The Russian Revolution transformed the political and cultural landscape of the east, and ended any hopes that Russia would continue to fight on. This eventually resulted in the Treaty of Brest-Litovsk in March 1918, the bizarre peace agreement between the Bolsheviks and the Central Powers, which carved up what had once been the great Tsarist Empire and left Russia a wounded rump, having lost a huge swathe of European territory, most of her coal mines, vast tracts of valuable agricultural land, and billions of marks owed in reparations.

For Putin, the arrival of Ukrainian representatives at Brest-Litovsk, where they successfully called for an independent Ukrainian state, was a historical anomaly: rather than the being the result of a genuine national community and a growing national consciousness, for Putin a free, independent Ukraine demonstrated the influence of outsiders and foreign powers. Therefore, Ukraine was an ‘inherently unstable’ creation that would collapse if pressed hard enough. Even though the Bolsheviks had once supported national minorities within the empire, they soon became determined to crush all opposition, and invaded Ukraine in January 1919.

Putin has long railed against the ‘mistakes’ of Brest-Litovsk and the eradication of Russian influence in Eastern Europe. But, however flawed the treaty may have been, it was just a reflection of Russian weakness, not the cause of it. The Russian Empire had broken under the strains of war, and was no longer able to contain the national groups and minorities that had been brought under its control over the previous two centuries.

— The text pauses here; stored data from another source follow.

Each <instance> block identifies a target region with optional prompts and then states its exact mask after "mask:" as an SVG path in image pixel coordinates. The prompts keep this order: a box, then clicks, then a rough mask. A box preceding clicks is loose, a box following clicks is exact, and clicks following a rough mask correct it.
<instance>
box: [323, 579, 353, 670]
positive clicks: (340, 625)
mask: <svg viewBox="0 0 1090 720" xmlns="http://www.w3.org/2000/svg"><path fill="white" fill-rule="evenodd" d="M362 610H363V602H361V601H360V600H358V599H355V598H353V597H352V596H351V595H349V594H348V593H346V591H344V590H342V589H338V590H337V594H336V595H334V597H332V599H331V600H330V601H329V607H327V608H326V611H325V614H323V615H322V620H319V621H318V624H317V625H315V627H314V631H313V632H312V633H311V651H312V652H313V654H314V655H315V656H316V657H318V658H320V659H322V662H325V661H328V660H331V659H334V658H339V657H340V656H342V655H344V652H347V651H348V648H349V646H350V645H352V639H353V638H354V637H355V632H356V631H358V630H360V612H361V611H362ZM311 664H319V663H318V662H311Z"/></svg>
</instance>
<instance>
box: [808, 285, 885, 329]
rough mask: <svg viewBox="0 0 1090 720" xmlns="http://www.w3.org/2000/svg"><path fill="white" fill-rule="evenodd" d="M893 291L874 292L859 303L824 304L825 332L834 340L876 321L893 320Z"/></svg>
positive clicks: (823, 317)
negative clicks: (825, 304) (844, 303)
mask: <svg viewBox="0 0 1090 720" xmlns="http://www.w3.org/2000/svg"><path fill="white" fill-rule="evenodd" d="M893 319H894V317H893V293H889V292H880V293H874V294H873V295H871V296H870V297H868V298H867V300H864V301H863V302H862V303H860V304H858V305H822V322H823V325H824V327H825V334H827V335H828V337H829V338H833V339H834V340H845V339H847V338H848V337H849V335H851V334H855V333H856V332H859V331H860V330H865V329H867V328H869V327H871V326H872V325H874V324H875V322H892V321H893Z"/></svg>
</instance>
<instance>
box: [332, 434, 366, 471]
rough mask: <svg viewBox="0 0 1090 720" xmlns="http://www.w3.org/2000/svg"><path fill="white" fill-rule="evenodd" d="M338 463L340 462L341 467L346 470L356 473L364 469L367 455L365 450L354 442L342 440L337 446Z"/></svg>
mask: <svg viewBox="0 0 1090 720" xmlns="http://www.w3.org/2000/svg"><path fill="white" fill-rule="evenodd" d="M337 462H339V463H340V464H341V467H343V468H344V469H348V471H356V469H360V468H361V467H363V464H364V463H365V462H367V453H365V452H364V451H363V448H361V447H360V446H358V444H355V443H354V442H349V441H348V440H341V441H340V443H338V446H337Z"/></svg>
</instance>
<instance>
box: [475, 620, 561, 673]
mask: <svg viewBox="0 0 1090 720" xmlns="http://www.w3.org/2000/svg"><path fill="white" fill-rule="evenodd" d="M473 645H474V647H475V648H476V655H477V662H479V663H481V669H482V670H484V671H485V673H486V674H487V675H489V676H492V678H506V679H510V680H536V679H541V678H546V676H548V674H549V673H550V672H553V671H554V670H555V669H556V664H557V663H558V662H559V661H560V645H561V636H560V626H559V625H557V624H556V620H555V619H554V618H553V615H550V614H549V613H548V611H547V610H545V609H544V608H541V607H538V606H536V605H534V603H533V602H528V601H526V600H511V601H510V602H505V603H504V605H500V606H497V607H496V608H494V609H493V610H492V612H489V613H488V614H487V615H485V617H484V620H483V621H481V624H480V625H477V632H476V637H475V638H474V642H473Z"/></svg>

Putin, no less than the tragic figures of 1914, thought he could control and direct war, that it was his loyal servant, and that its use would protect and expand Russian power. He has found much to the contrary since February 2022. The war against Ukraine has been unpredictable, highly dangerous, and dragged in other powers, even spilling onto Russian soil. Putin may yet prove unable to avoid the fate of the men of 1914.